Trusting in this setup, we soon realized that weight-sharing does indeed yield consistent and reliable improvements for the optimization of sets of configurations for different molecules. What we did not expect was that weight-sharing worked best when sharing almost all (~ 95 %) of the weights in our model. Our original intuition was that forcing 95 % of the model to perform the same computation across different configurations would make it impossible to find a solution that yields high accuricies for all configurations. We think that this suggests even a stronger regularity of wavefunctions within the space of nuclear geometries than originally anticipated. Further evidence for this is also provided by a very interesting concurrent approach named PESNet4, which was released shortly after our paper was first available as a preprint.

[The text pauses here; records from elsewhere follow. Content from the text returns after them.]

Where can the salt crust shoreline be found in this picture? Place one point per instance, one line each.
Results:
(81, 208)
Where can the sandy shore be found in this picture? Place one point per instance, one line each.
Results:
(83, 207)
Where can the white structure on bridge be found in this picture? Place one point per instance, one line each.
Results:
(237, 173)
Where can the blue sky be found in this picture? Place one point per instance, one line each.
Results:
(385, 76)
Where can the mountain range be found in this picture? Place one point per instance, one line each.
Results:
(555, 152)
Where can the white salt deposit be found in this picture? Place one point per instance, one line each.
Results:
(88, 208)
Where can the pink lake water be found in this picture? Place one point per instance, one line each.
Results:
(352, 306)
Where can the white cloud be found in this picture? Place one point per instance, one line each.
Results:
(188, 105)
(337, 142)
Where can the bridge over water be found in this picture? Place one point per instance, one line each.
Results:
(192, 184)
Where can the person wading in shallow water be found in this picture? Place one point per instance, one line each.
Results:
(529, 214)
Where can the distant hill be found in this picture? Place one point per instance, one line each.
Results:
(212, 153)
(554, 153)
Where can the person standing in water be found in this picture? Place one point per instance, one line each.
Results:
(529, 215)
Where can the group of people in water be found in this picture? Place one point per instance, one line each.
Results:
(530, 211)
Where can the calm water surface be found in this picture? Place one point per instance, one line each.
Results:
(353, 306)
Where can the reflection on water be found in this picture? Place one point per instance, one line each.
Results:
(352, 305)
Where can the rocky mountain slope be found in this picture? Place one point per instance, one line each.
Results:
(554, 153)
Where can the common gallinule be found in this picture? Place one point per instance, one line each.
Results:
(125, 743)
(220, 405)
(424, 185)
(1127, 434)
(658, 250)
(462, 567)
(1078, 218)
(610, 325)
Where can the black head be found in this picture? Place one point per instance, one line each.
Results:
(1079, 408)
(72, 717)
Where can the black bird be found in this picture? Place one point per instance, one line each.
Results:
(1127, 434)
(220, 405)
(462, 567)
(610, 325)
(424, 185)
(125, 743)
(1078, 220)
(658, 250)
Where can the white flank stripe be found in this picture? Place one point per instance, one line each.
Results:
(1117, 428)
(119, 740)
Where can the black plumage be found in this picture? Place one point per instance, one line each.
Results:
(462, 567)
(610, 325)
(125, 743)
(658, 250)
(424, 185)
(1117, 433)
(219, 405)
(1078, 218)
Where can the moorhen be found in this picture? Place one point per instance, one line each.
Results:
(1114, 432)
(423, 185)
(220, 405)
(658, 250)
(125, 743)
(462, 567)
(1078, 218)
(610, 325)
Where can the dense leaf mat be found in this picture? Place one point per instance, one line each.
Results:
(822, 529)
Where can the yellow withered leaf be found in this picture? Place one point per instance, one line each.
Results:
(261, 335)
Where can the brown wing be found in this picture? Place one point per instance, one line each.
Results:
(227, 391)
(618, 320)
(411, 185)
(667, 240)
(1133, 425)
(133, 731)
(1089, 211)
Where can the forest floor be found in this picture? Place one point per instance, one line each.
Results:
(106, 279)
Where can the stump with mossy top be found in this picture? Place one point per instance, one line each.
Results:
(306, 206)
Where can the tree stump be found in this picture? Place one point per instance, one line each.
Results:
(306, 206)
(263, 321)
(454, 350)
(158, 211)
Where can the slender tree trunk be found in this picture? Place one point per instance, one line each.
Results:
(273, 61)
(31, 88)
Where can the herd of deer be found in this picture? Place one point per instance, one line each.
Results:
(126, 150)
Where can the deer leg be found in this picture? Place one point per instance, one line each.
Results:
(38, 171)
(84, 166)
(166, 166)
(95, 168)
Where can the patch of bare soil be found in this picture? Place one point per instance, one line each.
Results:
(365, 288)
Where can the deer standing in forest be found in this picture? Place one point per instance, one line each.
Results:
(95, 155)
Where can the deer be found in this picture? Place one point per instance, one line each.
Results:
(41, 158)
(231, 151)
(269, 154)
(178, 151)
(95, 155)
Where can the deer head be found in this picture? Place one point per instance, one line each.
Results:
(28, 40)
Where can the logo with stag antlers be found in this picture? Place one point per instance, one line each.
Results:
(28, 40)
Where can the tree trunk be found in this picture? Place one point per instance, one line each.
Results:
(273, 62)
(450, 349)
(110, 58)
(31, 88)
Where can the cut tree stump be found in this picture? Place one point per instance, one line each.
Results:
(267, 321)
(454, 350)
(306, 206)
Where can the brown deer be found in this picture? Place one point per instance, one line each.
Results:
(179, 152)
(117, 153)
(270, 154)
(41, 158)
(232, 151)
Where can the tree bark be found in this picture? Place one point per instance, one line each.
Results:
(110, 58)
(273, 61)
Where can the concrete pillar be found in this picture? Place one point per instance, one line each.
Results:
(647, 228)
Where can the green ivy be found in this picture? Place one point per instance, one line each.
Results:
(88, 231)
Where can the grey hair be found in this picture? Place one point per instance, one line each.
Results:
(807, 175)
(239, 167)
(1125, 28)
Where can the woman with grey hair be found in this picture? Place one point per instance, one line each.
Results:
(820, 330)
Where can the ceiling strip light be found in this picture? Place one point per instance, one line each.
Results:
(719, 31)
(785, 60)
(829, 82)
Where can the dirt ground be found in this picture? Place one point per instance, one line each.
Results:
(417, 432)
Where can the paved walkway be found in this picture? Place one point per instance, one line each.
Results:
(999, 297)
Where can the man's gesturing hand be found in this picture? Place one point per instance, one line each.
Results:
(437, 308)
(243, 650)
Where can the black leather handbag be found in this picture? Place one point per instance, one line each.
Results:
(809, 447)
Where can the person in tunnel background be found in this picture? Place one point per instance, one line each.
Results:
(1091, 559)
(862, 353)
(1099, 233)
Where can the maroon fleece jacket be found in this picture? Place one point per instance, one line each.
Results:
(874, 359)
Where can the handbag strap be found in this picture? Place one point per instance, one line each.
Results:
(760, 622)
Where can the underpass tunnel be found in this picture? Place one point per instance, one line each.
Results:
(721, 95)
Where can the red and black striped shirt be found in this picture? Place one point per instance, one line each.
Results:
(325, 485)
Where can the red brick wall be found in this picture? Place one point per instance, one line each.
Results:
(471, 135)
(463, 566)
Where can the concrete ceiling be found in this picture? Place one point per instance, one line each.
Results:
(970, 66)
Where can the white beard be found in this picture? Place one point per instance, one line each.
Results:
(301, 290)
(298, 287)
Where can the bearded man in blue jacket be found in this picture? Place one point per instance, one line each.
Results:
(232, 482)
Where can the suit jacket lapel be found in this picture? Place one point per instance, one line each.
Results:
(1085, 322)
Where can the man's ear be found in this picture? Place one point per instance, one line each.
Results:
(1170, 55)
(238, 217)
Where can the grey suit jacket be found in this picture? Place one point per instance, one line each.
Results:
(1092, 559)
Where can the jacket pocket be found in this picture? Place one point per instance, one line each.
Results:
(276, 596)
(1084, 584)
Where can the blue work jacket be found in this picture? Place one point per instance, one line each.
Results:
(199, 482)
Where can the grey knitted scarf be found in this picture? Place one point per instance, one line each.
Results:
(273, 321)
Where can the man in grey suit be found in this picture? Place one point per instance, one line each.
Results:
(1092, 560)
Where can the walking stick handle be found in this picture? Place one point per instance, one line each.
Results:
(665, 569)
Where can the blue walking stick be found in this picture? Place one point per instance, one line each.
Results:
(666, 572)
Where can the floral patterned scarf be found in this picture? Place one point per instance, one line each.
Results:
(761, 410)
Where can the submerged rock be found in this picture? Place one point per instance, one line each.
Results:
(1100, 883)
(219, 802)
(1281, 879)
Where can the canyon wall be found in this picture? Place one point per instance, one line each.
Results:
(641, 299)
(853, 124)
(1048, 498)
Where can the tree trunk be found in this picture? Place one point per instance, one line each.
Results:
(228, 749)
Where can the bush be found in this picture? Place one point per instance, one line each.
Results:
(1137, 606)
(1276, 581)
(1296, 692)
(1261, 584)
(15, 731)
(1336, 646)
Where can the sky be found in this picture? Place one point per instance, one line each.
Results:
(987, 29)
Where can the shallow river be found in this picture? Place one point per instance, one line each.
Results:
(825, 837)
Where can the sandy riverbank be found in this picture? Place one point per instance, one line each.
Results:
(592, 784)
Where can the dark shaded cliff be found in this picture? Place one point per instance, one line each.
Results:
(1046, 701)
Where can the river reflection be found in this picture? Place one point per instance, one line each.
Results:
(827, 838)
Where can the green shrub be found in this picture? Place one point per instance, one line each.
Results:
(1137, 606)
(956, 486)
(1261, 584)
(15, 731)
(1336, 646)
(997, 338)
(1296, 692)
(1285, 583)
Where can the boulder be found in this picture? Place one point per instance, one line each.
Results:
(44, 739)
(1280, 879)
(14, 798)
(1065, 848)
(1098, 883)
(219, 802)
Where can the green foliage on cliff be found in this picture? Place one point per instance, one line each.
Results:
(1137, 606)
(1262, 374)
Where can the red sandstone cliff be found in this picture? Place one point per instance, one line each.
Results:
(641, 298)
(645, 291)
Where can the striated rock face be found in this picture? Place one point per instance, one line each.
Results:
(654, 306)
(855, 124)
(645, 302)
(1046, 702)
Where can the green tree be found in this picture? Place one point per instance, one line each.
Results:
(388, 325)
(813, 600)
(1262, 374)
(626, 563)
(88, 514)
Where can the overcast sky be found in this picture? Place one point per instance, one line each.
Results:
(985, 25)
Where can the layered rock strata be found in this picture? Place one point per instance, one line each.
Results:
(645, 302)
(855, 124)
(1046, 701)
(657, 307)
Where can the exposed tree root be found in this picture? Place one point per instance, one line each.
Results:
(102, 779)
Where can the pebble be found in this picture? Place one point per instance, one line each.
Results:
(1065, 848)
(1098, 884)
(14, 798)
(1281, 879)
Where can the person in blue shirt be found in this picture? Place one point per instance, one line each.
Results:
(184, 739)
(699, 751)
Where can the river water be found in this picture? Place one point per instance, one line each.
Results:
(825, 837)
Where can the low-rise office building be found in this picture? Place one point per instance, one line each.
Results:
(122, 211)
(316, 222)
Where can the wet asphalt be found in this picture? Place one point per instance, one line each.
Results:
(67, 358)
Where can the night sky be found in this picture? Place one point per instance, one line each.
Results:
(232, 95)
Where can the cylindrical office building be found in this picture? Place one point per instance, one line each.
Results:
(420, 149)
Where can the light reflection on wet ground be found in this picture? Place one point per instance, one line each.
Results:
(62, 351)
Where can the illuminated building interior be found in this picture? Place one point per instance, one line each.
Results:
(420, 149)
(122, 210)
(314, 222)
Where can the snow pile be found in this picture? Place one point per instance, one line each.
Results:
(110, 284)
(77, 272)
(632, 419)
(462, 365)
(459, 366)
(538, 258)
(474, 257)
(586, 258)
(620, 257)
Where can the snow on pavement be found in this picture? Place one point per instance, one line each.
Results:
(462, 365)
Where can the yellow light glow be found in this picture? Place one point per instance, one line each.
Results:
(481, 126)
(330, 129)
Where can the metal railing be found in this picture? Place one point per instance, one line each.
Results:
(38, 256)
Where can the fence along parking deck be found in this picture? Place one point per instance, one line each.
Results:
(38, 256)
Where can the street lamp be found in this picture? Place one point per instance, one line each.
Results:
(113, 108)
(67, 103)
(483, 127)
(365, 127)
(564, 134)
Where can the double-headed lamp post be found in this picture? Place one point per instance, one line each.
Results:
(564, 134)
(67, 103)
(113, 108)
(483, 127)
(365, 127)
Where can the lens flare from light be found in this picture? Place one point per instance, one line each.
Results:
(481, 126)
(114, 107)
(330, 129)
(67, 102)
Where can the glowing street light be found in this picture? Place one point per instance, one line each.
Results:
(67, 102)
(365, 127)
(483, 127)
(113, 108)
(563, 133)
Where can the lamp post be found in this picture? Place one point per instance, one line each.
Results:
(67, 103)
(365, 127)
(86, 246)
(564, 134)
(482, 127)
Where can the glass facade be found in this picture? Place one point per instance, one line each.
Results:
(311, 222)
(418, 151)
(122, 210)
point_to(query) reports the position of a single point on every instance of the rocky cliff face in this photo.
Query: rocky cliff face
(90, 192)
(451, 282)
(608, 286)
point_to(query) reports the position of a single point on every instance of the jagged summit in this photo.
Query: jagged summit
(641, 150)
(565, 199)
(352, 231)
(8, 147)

Seeing our results published after such a long journey was really a gratifying experience. Beyond that, we are very curious about which future directions the still young but vibrant field of deep QMC will take. Given the proven potential of the method and the large amount of talent currently involved in this endeavour, we are certain that exciting years are ahead.

References

1. Han, J., Zhang, L., & Weinan, E. (2019). Solving many-electron Schrödinger equation using deep neural networks. Journal of Computational Physics, 399, 108929.

2. Pfau, D., Spencer, J. S., Matthews, A. G., & Foulkes, W. M. C. (2020). Ab initio solution of the many-electron Schrödinger equation with deep neural networks. Physical Review Research, 2(3), 033429.

3. Hermann, J., Schätzle, Z., & Noé, F. (2020). Deep-neural-network solution of the electronic Schrödinger equation. Nature Chemistry, 12(10), 891-897.

4. Gao, N., & Günnemann, S. (2021). Ab-Initio Potential Energy Surfaces by Pairing GNNs with Neural Wave Functions. arXiv preprint arXiv:2110.05064.